Wie unterscheidet sich ein Folgebescheid rechtlich von einem Änderungsbescheid?

Ein Folgebescheid unterscheidet sich im rechtlichen Kontext von einem Änderungsbescheid dadurch, dass er nicht den ursprünglichen Verwaltungsakt als solchen ändert, sondern einen neuen Regelungsbereich für die Zukunft schafft, der aufgrund desselben oder eines sich fortsetzenden Lebenssachverhalts erlassen wird. Der Änderungsbescheid hingegen modifiziert oder ergänzt Inhalte des bereits existierenden (Ausgangs-)Bescheids rückwirkend oder für die Zukunft. Der Folgebescheid knüpft zwar an den früheren Verwaltungsakt an, ersetzt diesen aber nicht, vielmehr wird ein neues Verwaltungsverfahren eröffnet. Juristisch ist die Abgrenzung relevant für die Anwendbarkeit spezifischer Vorschriften über die Rücknahme oder den Widerruf von Verwaltungsakten (§§ 48, 49 VwVfG) und für die Frage, ob beispielsweise eine erneute Anhörung erfolgen muss.

Welche Rechtsbehelfe stehen gegen einen Folgebescheid zur Verfügung?

Grundsätzlich steht gegen einen Folgebescheid der Rechtsweg zu den Verwaltungsgerichten offen. Der Adressat kann Widerspruch gegen den Folgebescheid einlegen, soweit das jeweilige Fachrecht dies vorsieht (§ 68 ff. VwGO). Nach erfolglosem Widerspruch kann eine Anfechtungs- beziehungsweise Verpflichtungsklage gemäß §§ 42 ff. VwGO erhoben werden. Besondere Fristen zur Einlegung des Widerspruchs und zur Erhebung der Klage (meist ein Monat nach Bekanntgabe des Bescheids, § 70, § 74 VwGO) sind zu beachten. Die aufschiebende Wirkung des Widerspruchs oder der Klage kann eingeschränkt sein, wenn Gesetz oder Behörde dies anordnen.
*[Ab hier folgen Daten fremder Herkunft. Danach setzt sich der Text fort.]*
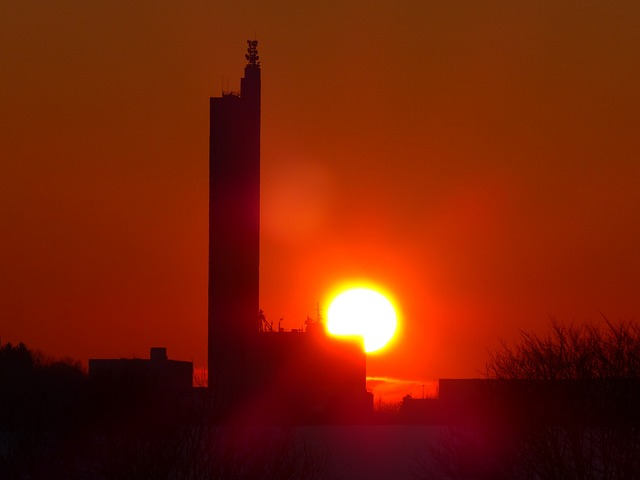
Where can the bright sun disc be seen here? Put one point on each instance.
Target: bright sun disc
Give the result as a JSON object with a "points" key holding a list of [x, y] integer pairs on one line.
{"points": [[363, 312]]}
Im Einzelfall können auch besondere Rechtsschutzmöglichkeiten, wie ein Antrag auf einstweiligen Rechtsschutz (§ 80 Abs. 5 VwGO), in Betracht kommen.

Unterliegt ein Folgebescheid denselben Formerfordernissen wie der Ursprungsbescheid?

Ja, ein Folgebescheid unterliegt grundsätzlich denselben Formerfordernissen wie ein Erstbescheid. Insbesondere müssen die Anforderungen an die Schriftform bei schriftlichen Verwaltungsakten und das Bestimmtheitsgebot (§ 37 VwVfG) eingehalten werden. Zudem sind die Begründungspflicht (§ 39 VwVfG) und das Gebot der ordnungsgemäßen Zustellung bei konstitutiven Regelungen zu beachten. Die Behörde muss außerdem die Beteiligten anhören, sofern nicht ausnahmsweise eine Anhörungsentbehrung einschlägig ist (§ 28 Abs. 2 VwVfG). Fehler in der Form oder im Verfahren können zur Rechtswidrigkeit und eventual zur Aufhebbarkeit des Folgebescheids führen.

Kann ein Folgebescheid rückwirkend erlassen werden?

Ein Folgebescheid kann nur in engen rechtlichen Grenzen rückwirkend erlassen werden. Insbesondere bedarf es dazu einer ausdrücklichen gesetzlichen Regelung oder einer atypischen Fallkonstellation, die eine Rückwirkung rechtfertigt. Im Allgemeinen gilt das Verbot der echten Rückwirkung im Verwaltungsrecht, wonach belastende Regelungen nicht rückwirkend in abgeschlossene Sachverhalte eingreifen dürfen. Eine sogenannte unechte Rückwirkung – also die Anordnung von Rechtsfolgen für noch nicht abgeschlossene, aber bereits begonnene Sachverhalte – ist unter gewissen Umständen zulässig, wenn schutzwürdige Interessen der Betroffenen berücksichtigt und das Prinzip des Vertrauensschutzes gewahrt bleibt. Im Sozialverwaltungsrecht beispielsweise existieren Spezialregeln, die in bestimmten Fällen eine rückwirkende Festsetzung von Ansprüchen über Folgebescheide ermöglichen.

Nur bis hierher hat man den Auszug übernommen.